Dopo la lettera del gruppo consiliare “Rifare Gualdo” relativa alla presunta sospensione del servizio di ginecologia nel Consultorio di Gualdo Tadino, arriva la risposta del Distretto Alto Chiascio che – sottolinea – “seppur con qualche criticità, abbiamo cercato di mantenere attivo il servizio”.
In questi giorni, infatti, si stanno riprogrammando, attraverso una comunicazione telefonica, le visite che non erano state effettuate a febbraio e che saranno eseguite nel mese di aprile da un medico ginecologo dell’ospedale di Branca nei seguenti giorni: giovedì 3 (mattina); mercoledì 9 (mattina); martedì 22 (pomeriggio).
Inoltre, nel mese di marzo, è stata richiesta l’attivazione di un contratto libero professionale per personale in quiescenza ed è stata individuata una professionista ginecologa (il contratto è in fase di attivazione) al fine di assicurare lo svolgimento di parte delle prestazioni previste ed un adeguato supporto alle utenti.
Purtroppo la criticità è cominciata dal novembre del 2023, quando il dirigente medico che si occupava delle visite nei Consultori del Distretto Alto Chiascio era andato in pensione. Nel corso dei mesi si è sopperito alla mancanza di una figura di riferimento con la disponibilità di due ginecologi interni all’Azienda che hanno effettuato un accesso settimanale al consultorio di Gubbio e nella sede di Gualdo, entrambi dalle ore 8 alle 14.

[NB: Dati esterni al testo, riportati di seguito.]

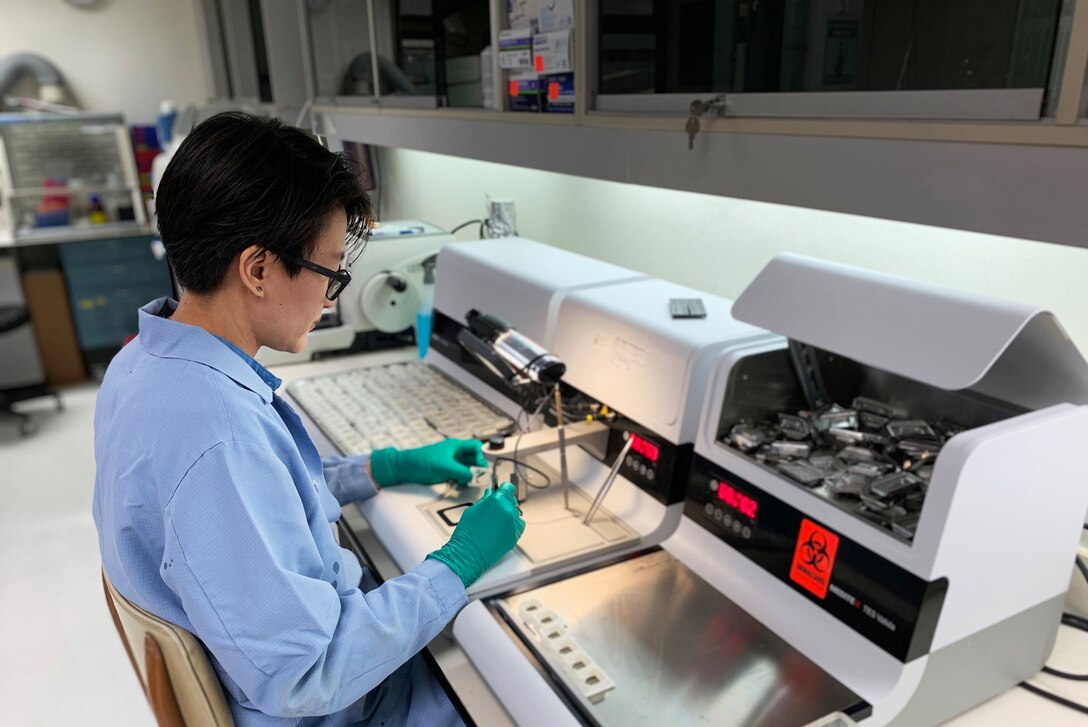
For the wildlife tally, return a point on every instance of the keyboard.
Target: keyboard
(397, 405)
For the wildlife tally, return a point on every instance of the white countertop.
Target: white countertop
(1013, 709)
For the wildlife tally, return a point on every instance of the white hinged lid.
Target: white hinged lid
(938, 335)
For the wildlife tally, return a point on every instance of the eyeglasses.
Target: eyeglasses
(337, 279)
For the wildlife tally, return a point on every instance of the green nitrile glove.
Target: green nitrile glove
(486, 531)
(449, 459)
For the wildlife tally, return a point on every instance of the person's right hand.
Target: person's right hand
(486, 531)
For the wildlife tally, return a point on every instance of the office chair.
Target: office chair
(174, 672)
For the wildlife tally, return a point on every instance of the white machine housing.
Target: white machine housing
(1001, 519)
(521, 281)
(1003, 512)
(622, 346)
(395, 251)
(546, 293)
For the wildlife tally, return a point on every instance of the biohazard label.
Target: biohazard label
(814, 558)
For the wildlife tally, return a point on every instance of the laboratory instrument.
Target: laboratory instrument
(802, 605)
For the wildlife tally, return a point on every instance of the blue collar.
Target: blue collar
(266, 376)
(161, 336)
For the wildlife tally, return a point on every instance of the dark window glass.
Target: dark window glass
(761, 46)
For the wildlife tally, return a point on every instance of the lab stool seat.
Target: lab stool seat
(172, 667)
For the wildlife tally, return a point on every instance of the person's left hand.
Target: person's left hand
(429, 465)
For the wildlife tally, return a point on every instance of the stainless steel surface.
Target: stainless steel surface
(678, 651)
(606, 485)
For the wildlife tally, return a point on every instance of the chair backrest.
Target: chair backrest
(171, 665)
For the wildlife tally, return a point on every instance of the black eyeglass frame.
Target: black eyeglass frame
(337, 279)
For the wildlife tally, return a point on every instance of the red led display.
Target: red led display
(738, 500)
(645, 447)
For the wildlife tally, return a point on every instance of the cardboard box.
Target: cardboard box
(51, 319)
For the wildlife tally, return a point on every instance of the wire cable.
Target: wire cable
(518, 464)
(464, 224)
(1078, 623)
(1054, 698)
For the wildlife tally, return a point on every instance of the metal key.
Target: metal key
(692, 128)
(696, 109)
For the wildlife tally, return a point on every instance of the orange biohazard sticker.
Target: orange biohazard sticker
(814, 558)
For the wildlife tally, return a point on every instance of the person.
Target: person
(212, 504)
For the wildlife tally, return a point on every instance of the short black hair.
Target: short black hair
(239, 180)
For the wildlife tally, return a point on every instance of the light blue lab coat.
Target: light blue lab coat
(213, 512)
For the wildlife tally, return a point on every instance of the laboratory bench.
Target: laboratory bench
(1015, 706)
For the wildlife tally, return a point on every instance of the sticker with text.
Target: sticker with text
(814, 558)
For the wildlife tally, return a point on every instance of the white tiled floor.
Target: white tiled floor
(61, 662)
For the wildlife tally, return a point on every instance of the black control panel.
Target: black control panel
(658, 467)
(890, 606)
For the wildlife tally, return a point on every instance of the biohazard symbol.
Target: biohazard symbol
(814, 552)
(814, 557)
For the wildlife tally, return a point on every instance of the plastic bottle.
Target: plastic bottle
(164, 124)
(424, 317)
(96, 212)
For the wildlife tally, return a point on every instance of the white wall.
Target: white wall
(717, 244)
(120, 56)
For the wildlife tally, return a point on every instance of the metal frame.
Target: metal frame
(1009, 105)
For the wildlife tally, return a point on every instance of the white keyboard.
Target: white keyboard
(396, 405)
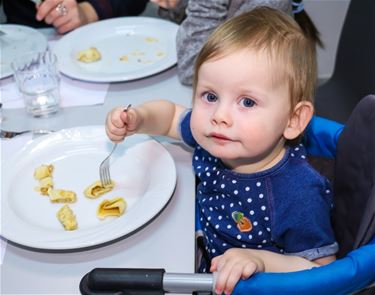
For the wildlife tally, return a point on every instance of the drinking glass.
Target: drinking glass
(38, 80)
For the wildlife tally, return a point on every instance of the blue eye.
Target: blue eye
(247, 102)
(210, 97)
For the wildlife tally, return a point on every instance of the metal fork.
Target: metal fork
(104, 173)
(5, 134)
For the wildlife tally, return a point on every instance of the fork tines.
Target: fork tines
(104, 173)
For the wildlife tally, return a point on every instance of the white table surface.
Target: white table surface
(167, 242)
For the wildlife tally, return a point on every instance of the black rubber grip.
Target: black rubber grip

Le disponibilità, però, non sono riuscite a garantire la copertura totale delle prestazioni previste (legge 194), creando qualche difficoltà organizzativa e disagi all’utenza. Nel febbraio 2025 tali accessi sono venuti meno determinando l’impossibilità di evadere le prestazioni programmate fino a luglio 2025 e una crescita significativa delle liste di attesa difficilmente gestibili.

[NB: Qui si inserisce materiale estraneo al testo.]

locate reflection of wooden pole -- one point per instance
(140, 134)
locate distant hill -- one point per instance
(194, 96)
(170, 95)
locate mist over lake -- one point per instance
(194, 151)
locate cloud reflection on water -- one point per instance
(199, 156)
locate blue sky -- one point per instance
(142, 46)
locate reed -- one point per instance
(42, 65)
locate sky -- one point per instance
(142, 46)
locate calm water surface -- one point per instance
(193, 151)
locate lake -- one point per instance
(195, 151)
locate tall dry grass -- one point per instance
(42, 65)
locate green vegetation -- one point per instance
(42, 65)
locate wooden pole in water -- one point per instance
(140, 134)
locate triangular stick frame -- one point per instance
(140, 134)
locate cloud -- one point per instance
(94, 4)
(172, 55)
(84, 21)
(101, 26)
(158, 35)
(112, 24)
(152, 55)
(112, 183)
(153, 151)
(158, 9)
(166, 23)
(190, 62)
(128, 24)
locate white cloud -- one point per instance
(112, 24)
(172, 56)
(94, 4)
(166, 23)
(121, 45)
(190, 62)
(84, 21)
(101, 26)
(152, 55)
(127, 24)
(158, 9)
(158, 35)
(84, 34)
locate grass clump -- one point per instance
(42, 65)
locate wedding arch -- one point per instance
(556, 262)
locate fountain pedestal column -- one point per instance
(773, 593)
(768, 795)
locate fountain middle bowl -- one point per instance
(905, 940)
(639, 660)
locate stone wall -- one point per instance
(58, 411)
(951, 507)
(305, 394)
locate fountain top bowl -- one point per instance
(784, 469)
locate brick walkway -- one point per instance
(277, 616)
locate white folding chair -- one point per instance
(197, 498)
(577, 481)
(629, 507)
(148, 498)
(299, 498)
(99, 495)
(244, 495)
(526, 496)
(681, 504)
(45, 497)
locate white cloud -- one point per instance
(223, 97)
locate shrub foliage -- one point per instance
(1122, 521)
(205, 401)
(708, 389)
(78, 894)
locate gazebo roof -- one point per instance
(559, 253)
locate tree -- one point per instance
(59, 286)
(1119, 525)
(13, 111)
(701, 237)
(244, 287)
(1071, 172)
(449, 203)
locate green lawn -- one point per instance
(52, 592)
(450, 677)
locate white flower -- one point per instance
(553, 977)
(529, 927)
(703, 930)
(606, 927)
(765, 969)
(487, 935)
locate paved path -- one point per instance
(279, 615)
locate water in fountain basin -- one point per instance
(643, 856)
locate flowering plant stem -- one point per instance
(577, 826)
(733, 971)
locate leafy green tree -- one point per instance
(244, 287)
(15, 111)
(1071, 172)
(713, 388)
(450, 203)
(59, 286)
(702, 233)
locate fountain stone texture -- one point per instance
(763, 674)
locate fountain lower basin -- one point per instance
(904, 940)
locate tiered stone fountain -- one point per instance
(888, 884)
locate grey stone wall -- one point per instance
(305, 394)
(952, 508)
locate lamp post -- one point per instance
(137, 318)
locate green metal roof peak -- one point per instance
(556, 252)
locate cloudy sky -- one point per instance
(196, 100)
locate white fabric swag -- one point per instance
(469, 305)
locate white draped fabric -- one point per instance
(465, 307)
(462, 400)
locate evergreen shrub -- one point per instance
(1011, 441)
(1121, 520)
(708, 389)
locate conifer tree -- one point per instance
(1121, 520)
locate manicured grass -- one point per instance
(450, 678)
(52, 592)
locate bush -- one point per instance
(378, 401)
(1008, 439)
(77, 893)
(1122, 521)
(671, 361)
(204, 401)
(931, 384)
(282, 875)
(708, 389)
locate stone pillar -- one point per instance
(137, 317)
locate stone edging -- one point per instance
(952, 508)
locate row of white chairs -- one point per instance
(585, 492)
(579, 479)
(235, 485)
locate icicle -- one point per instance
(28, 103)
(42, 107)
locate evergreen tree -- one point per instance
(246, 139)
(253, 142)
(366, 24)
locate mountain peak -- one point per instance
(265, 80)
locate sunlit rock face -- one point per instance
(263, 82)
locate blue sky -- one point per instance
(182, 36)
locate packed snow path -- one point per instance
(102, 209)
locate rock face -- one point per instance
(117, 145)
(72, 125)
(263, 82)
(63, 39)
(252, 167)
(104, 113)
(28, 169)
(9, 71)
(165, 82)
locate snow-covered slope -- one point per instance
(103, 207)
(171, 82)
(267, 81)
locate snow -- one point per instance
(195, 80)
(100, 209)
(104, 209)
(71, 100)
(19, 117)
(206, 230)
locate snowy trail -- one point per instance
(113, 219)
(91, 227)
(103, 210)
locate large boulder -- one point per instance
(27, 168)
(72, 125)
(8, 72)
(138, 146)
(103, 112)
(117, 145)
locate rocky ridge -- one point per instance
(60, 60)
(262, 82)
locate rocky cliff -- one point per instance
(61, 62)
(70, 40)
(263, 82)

La direzione del Distretto esprime tutta la sua comprensione relativamente ai disagi sofferti dai cittadini, vista soprattutto la stima e considerazione elevate che il Consultorio Alto Chiascio ha ricevuto dalla popolazione del territorio, in virtù della competenza e costante vicinanza alle utenti, ma “sono state poste in essere dalla direzione aziendale dell’Usl Umbria 1, insieme con la direzione distrettuale, tutte le azioni possibili al fine di sopperire alle criticità sopra esposte“.